Физрук ко мне постоянно подкатывал, говорил комплименты, намекал, зазывал к себе и предлагал погулять в лесу. То приобнимет, то прижмется, будто в шутку. Но я сохраняла верность фантому. А ведь физрук мне, пожалуй, нравился, причем как-то по-простому, меня к нему физически тянуло. В общем, любовь земная не перебила любовь небесную. Правда, потом, в конце смены я узнала, что все это время физрук спал с Сандрой, кикиморой, похожей на высокого блондина в желтом ботинке. Может, это и нормально, но меня их связь почему-то оскорбила, будто было в ней что-то животно-грязное, и художница меня предала и покусилась на что-то, мне принадлежащее.

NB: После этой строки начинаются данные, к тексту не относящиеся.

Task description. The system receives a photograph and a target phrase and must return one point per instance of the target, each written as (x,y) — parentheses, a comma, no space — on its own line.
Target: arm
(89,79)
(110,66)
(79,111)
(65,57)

После третьей смены, когда мы отправляли в город автобусы с детьми, я умудрилась ни с ней, ни с Катей Моториной не попрощаться. Сандра уезжала с рюкзаками и сумками, меховым ковром, мольбертом, красками, полотнами на подрамниках, загрузив добрую половину автобуса своим багажом. А я и еще человек десять персонала оставались, чтобы привести лагерь в порядок после их отъезда. Лагерь оглашала прощальная песня:
До свиданья, мама, не горюй, не грусти,
Пожелай нам доброго пути!
Уже детей рассаживали по автобусам, когда я сбежала за территорию, в лес. Я видела, как вереница автобусов аккуратно выехала на грунтовку и медленно продвигается к шоссе. Лежала на сухой хвойной подстилке и думала, какая же я несчастная.
Вернулась часа через два и заперлась в своей комнате. Теперь я осталась в ней одна, Михална и Сонька уехали в город. Потом мне сказали, что Катя до последнего момента не хотела садиться в автобус, ждала меня, и передали от нее пакетик, в котором была перламутровая сережка. Вторую я давно потеряла, а эта завалялась у меня в косметичке, и как-то раз, это было в начале смены, в каком-то импровизированном конкурсе, который выиграла Катя, я наградила ее сережкой. Помню, что это вызвало зависть других девчонок, а Катя сказала, что повесит ее на цепочку и будет носить.
В общем, я ощущала себя последней сволочью. Разнесчастной сволочью. Хотелось плакать. А мудрый Ларошфуко между тем говорил: человек никогда не бывает так счастлив или так несчастлив, как это кажется ему самому.